Understanding protein metabolism, transaminases, and liver damage patterns
When the Body Breaks Down Proteins
After glucose and glycogen stores are depleted, your body turns to proteins as an energy source. This process, called amino acid catabolism, is essential for survival during fasting or metabolic stress.
The Core Process: Transaminases
Breaking down amino acids requires removing the amine group (NH₂). This is where transaminases come in→enzymes that transfer amine groups between molecules:
Transfer OFF: Remove amine groups to break down amino acids
Transfer ON: Add amine groups to synthesize new amino acids for proteins
Key Point: Every Amino Acid Needs Its Own Enzyme
With 20 common amino acids, there are theoretically 20 different transaminases. However, two transaminases (AST, ALT) plus one transferase (GGT) are the three clinically important liver enzymes.
B6 Rule: The true transaminases (AST and ALT) require Vitamin B6 (Pyridoxine) as a cofactor. GGT does NOT require B6 (it is not a transaminase). No B6 = no AST/ALT activity.
The Three Heavy-Hitters
Tap each card to flip. Front shows the enzyme and where it leaks from. Back shows the actual reaction and the clinical move it forces on test day.
GGT
Gamma-Glutamyl Transferase
BILE DUCT MEMBRANES
The booze marker. Sits on hepatocyte and bile duct membranes. Does not need vitamin B6.
When it leaks: alcohol use or anything blocking bile flow lights this up. AST and ALT can stay quiet while GGT climbs.
tap to flip
Reaction & Clinical Move
Transfers a gamma-glutamyl group
Not a true transaminase. Hands gamma-glutamyl groups from glutathione to other peptides at the cell membrane.
Glutathione + AA → gamma-glutamyl-AA + cysteinylglycine
Why it matters: elevated ALP could be liver OR bone. GGT up alongside ALP locks it as liver. GGT alone with normal AST/ALT often means quiet alcohol use.
Move: see GGT up + AST > ALT (2:1 or higher) and the alcohol picture is sealed before you read another lab.
AST
Aspartate Aminotransferase
CYTOPLASM · MITOCHONDRIA
The double agent. Two copies, two compartments. That is exactly why alcohol blows the ratio open.

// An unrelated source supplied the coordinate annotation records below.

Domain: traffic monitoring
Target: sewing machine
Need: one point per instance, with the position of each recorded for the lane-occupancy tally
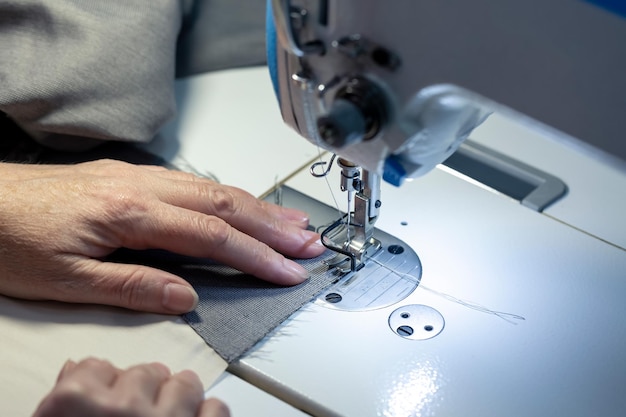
(518, 309)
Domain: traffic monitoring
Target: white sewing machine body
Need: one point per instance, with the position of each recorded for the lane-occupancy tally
(563, 270)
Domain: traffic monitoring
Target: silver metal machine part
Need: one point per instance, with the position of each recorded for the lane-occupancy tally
(396, 88)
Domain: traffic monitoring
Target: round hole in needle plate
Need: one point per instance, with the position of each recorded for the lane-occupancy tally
(416, 322)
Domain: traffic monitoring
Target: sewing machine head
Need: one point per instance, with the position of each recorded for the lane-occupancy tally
(395, 89)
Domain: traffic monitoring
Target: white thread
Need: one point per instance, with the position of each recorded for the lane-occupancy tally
(508, 317)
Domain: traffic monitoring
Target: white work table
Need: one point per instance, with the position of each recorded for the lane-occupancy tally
(563, 270)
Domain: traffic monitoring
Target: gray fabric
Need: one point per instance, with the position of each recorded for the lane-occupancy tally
(102, 70)
(235, 310)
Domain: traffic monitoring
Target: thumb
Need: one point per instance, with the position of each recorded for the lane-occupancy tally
(135, 287)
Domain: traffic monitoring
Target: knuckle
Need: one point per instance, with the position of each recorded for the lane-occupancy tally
(133, 290)
(223, 200)
(218, 231)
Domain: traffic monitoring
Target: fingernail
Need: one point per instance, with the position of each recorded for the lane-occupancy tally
(296, 216)
(67, 367)
(297, 273)
(179, 298)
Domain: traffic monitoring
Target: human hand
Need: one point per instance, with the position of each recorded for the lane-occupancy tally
(96, 388)
(58, 222)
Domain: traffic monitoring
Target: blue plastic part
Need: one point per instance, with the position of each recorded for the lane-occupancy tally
(615, 6)
(270, 45)
(393, 171)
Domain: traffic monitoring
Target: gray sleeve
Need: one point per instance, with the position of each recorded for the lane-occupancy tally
(74, 72)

When it leaks: any liver insult drops the cytoplasmic copy. Add mitochondrial damage (alcohol) and the second copy spills too. Now AST runs ahead of ALT.
tap to flip
Reaction & Clinical Move
Swap an amine for an aspartate
True transaminase. Needs vitamin B6 (pyridoxal phosphate). Drives the malate-aspartate shuttle that ferries NADH into mitochondria.
amino acid + OAA → alpha-keto acid + aspartate
Why it matters: AST also lives in heart, skeletal muscle, and red cells. Bumps from rhabdo, MI, or hemolysis can fake liver disease if you forget to check ALT and CK.
Move: AST > ALT in a heavy drinker = alcoholic hepatitis. AST > ALT with normal ALT and high CK = think muscle, not liver.
ALT
Alanine Aminotransferase
CYTOPLASM ONLY
The liver loyalist. Single copy in the cytoplasm of hepatocytes. No mitochondrial twin to leak.
When it leaks: something dented the hepatocyte cell membrane. ALT up = liver, almost always. The most specific of the three.
tap to flip
Reaction & Clinical Move
Swap an amine for an alanine
True transaminase. Also B6-dependent. Pulls amine groups onto pyruvate to make alanine, which the muscle ships to liver in the alanine cycle.
amino acid + pyruvate → alpha-keto acid + alanine
Why it matters: ALT outlasts AST in viral hepatitis. So a 1:1 ratio with ALT trending higher than AST over a week screams viral, not booze.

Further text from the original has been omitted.